JOSÉ RODRÍGUEZ ESCOBAR

Año de 1986. El viernes 3 de octubre de este mismo año era enterrado en el cementerio de Sevilla, don José Rodríguez Escobar. Su féretro estaba cubierto con la bandera verde y blanca, la bandera de Andalucía, mientras tanto, en Fuentes de Andalucía, ese mismo día, se vivía la monotonía de un día más.
Don José Rodríguez Escobar había venido al mundo noventa y cuatro años y dos meses antes, en Fuentes de Andalucía, a las cuatro de la madrugada del viernes 19 de agosto de 1892, en la calle San Miguel, número 17; era el penúltimo de trece hermanos; siendo alcalde de su barrio (que no del Ayuntamiento, del cual era don José María de Llera y Díaz), don Antonio López Romero. Su hermano mayor don Juan Rodríguez Escobar fue concejal por el partido Liberal desde el 1890 al 1905, (de los que tenemos datos) eran Manuel, Concepción, Encarnación y Cristóbal.
Don José Rodríguez Escobar es bautizado en la parroquia de Santa María la Blanca, y sus padres, don Justo Rodríguez González -Justo el de La Caña- y doña Encarnación Escobar Lora -ésta de treinta años de edad-, los dos naturales de Fuentes, le pusieron el nombre de: José, Alfonso, Luis del Sagrado Corazón de Jesús. Aunque él firmó siempre José.
Sus abuelos, por línea paterna, eran don Cristóbal Rodríguez Fernández y doña Concepción González Pilares; y por línea materna, don Francisco Escobar Lora y doña Catalina Lora Escobar, los cuatro, naturales de Fuentes de Andalucía.

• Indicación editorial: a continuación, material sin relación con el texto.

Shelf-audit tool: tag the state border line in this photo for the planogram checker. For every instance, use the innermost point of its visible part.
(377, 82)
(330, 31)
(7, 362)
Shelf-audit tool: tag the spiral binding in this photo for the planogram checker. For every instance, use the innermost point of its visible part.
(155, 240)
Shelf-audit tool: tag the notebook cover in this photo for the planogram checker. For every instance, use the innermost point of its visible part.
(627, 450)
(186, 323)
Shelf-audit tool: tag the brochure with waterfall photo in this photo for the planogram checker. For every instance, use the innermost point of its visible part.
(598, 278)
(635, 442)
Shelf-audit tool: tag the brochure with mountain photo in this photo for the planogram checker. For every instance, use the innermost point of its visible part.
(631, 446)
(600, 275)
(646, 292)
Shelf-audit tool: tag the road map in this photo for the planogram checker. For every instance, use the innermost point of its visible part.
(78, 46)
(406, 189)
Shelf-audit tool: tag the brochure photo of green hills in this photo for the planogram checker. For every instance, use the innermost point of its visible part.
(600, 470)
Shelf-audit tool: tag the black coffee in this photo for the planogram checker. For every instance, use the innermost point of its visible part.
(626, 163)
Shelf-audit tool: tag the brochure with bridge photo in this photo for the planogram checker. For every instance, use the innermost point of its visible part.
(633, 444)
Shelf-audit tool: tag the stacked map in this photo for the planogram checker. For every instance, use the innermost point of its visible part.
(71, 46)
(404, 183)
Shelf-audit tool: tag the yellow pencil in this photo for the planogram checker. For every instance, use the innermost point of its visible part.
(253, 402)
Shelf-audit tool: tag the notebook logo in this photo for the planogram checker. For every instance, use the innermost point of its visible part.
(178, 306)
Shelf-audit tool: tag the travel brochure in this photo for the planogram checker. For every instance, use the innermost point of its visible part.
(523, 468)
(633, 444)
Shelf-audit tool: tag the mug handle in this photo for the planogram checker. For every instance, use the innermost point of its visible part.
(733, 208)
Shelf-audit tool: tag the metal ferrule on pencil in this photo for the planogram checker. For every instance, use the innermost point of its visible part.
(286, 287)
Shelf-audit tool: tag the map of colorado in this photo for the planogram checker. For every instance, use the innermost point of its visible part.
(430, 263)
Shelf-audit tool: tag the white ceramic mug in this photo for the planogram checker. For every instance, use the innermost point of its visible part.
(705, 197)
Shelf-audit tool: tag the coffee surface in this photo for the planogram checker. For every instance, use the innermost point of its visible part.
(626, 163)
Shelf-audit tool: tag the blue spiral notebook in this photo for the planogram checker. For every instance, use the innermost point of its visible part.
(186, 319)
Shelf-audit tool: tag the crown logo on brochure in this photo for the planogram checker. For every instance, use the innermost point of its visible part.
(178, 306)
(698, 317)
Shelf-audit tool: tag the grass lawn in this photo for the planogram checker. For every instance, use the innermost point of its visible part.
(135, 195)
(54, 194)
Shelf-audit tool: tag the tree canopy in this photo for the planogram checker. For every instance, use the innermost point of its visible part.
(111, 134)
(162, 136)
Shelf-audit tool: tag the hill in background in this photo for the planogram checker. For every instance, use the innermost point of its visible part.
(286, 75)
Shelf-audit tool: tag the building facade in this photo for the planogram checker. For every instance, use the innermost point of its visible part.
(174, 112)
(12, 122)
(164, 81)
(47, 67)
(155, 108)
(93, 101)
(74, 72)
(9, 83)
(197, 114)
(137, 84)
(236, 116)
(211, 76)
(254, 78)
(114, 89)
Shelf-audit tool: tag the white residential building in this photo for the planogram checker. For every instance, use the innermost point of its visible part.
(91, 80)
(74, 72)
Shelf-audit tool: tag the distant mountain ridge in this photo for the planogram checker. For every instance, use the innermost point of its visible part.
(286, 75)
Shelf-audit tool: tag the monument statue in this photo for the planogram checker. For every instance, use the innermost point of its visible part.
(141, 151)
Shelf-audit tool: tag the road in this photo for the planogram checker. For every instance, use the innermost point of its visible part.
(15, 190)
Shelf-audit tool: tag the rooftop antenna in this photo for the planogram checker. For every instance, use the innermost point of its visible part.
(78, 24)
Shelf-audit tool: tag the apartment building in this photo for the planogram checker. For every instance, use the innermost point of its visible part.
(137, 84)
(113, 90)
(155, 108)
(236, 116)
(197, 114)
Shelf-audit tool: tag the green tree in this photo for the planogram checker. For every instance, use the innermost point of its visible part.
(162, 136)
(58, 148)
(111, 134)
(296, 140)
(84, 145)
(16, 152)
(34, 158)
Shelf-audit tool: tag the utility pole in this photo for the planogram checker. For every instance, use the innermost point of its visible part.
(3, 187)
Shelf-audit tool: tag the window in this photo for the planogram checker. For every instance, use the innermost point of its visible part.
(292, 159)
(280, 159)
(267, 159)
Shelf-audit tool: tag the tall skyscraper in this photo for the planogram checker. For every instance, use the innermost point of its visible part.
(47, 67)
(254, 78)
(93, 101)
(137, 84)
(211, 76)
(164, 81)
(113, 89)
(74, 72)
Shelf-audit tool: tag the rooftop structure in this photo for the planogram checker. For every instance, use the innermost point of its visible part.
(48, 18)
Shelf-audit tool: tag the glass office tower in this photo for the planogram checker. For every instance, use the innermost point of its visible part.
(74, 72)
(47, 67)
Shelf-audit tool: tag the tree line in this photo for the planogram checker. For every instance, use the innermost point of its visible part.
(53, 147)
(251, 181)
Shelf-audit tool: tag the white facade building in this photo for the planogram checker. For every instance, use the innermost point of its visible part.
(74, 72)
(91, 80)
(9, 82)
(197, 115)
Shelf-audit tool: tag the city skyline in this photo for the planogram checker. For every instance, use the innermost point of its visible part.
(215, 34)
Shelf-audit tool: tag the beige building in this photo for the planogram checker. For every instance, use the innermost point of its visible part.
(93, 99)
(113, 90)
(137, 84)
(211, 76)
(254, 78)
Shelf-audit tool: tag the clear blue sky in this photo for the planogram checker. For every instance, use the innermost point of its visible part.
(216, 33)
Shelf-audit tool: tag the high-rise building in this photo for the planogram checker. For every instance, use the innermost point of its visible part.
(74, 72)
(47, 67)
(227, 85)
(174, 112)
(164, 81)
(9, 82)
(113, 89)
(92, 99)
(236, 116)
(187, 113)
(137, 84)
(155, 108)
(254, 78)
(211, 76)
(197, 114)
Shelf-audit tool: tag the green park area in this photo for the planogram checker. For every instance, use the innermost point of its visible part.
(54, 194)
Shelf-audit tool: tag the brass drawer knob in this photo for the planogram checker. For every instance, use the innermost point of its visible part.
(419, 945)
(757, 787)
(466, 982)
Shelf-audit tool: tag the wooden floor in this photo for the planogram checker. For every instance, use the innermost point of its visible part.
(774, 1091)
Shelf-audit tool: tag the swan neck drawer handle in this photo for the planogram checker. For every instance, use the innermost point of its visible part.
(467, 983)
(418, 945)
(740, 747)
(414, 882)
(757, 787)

Nuestro protagonista histórico se ilustra en Fuentes y sus padres procuran que consiga lo que ellos no pudieron tener. A la edad de catorce años sube al tren y se traslada a Écija, para trabajar en una tienda de tejidos cuyo mostrador era su mesa para seguir estudiando. Cuenta que los dueños del establecimiento, para ahorrar corriente eléctrica, le quitaba la bombilla (bujía) cada noche.

Después, otro trabajo en la Línea de la Concepción. Pero cuando nuestro paisano, don José Rodríguez cumple diecinueve años muere su padre, don Justo y toda la familia se trasladan a Sevilla.

Don José Rodríguez Escobar, que ve el sufrimiento y la trashumancia de los jornaleros, empieza a interesarse por la expulsión de los moriscos, abordará su pensamiento político y beberá en la realidad concreta de Sevilla y sus pueblos. Por esta fecha es cuando conoció a don Blas Infante. El andalucismos armó su cabeza y sus deseos, una primera síntesis, un primer criterio. Se relacionaban vivencias infantiles, datos muy duros de sus trabajos de salir a flote, hallazgos culturales, sueños, enfados y proyectos en que Andalucía reclamaba y motivaba.

Don José Rodríguez sigue de muy cerca la Asamblea de Ronda, celebrada en enero de 1918, donde se acordó la bandera y el emblema de Andalucía, y la Asamblea Andalucista de Córdoba en 1919, donde se hallaba el que más tarde sería su colaborador, Don Blas Infante y gritaría:
«¡Viva Andalucía libre, que es el grito de las gargantas jornaleras!», (Complot en Tabladas, página 67).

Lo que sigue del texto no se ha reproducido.